From 1991 to 1999, pre-K enrollment in the U.S. increased from 250,000 to 750,000 children. Meanwhile, the overall child-care and early-education system, of which prekindergarten is a part, has been experiencing a major staffing crisis, with annual turnover rates reaching 30 percent.

“In many state-funded pre-K programs, high turnover fueled by low wages seriously jeopardizes their capacity to attract teachers with higher qualifications,” says senior researcher Marcy Whitebook of Berkeley’s Institute of Industrial Relations. “This is a problem because we know that teachers’ compensation and consistency make a huge difference in children’s ability to learn.”
— Kathleen Maclay

NSF awards $13 million to modernize software systems
Researchers who modernize embedded software systems to run everything from an aircraft’s navigation system to a child’s robotic pet have received a $13-million boost from the National Science Foundation to continue their work.

The five-year grant will support the development of reusable, inter-operating open-source software for embedded systems, including those that involve anti-terrorism technologies, autonomous robots and aircraft, and vehicle electronics.
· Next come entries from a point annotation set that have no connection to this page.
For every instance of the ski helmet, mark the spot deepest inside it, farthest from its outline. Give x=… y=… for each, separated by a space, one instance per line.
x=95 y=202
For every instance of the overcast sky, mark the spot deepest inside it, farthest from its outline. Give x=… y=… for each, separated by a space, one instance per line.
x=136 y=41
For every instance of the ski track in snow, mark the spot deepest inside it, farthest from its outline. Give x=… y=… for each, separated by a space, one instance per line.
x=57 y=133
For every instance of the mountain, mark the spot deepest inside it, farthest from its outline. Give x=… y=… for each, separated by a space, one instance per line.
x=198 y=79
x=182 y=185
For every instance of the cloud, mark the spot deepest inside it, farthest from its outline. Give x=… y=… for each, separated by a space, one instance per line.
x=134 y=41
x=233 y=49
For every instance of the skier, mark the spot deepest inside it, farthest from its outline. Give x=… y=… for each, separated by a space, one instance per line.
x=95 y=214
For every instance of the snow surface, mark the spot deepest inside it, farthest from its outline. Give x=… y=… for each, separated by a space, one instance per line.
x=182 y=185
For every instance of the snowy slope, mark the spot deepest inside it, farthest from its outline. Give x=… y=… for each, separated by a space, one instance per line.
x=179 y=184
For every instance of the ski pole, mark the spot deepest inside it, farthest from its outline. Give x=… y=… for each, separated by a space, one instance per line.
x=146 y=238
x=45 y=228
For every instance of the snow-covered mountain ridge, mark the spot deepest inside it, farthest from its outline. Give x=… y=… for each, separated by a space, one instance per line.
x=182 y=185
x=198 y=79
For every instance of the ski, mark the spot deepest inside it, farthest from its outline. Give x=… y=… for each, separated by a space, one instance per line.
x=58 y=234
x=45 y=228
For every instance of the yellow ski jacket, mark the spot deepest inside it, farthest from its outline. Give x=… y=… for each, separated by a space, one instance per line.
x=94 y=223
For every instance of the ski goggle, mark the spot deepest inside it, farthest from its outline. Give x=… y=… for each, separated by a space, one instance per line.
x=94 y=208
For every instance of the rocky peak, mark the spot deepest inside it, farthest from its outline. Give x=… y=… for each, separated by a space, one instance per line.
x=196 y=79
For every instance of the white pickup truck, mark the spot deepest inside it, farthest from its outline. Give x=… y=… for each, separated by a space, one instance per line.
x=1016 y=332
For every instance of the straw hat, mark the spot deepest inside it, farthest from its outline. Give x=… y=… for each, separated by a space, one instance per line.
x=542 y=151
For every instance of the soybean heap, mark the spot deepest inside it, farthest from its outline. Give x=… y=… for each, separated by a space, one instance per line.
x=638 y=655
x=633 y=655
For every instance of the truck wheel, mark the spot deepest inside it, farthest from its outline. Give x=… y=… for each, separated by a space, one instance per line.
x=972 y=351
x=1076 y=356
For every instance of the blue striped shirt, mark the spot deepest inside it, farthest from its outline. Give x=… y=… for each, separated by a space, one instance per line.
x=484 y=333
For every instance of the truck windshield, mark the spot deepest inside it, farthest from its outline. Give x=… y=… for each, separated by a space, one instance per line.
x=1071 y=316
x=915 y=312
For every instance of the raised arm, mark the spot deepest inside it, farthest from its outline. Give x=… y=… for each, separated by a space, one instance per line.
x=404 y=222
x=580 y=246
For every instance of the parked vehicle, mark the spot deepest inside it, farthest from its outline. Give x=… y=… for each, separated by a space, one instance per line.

Researchers say many advances in software engineering are not making it into embedded software systems because they do not address the physical realities of the day-to-day world. “This is where the world of programming code hits the laws of physics,” says Shankar Sastry, professor and chair of Berkeley’s Department of Electrical Engineer-ing and Computer Sciences, and principal investigator of the project.

The project will be based at the Center for Hybrid and Embedded Software Systems (CHESS), founded and directed by Sastry, and will be a major part of the Berkeley-based Center for Information Technology Research in the Interest of Society (CITRIS).